NMI watchdog messages, ie. 'Shutting down hard lockup detector on all cpus'

4.2k views Asked by At

When NMI watchdog has been "disabled" it is still chatty.

Does anyone know where the docs for these messages live? I'd like to see what is actually happening.

For example, verified that it is disabled:

 $ cat /proc/sys/kernel/nmi_watchdog
0

YET, we still see messages like the following on shutdown or boot:

$ journalctl -xn 100000  | grep "NMI watchdog"
Oct 23 14:29:31 hostname-us kernel: NMI watchdog: disabled (cpu0): hardware events not enabled
Oct 23 14:29:31 hostname-us kernel: NMI watchdog: Shutting down hard lockup detector on all cpus

Now I know that this isn't a RESET, it's something else and I'd like to have the documented answer, not a best guess.

Tried looking through kernel.org and debian.org, man pages with no luck, only archived bugzilla pages.

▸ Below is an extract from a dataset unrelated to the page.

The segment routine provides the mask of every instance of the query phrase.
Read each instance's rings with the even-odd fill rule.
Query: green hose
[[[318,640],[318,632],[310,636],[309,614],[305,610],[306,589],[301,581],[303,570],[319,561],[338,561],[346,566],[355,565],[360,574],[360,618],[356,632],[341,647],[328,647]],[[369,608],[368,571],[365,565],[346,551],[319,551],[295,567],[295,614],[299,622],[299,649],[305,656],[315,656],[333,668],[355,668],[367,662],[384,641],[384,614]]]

We'd like to know what these messages actually mean, not make assumptions. Does anyone know where the decoder ring lives ?

2

There are 2 answers

0
Melanie Cooper On

Should have known it wasn't an exact match but managed to finally find it on kernel.org

https://www.kernel.org/doc/html/latest/admin-guide/sysctl/kernel.html

1
Milton Osses On

From http://slacksite.com/slackware/nmi.html

The NMI watchdog is a kind of timer event handler, it checks Local APIC or IO-APIC interrupt counter register when it is called on every local timer event of each CPU. Generally speaking there could be hundreds of device and timer interrupts are received per second. If there are no interrupts received in a 5 second interval, the NMI watchdog assumes that the system has hung and initiates a kernel panic. This is very helpful when you need some data for investigating the issue , but occasionally it may have such undesirable effects.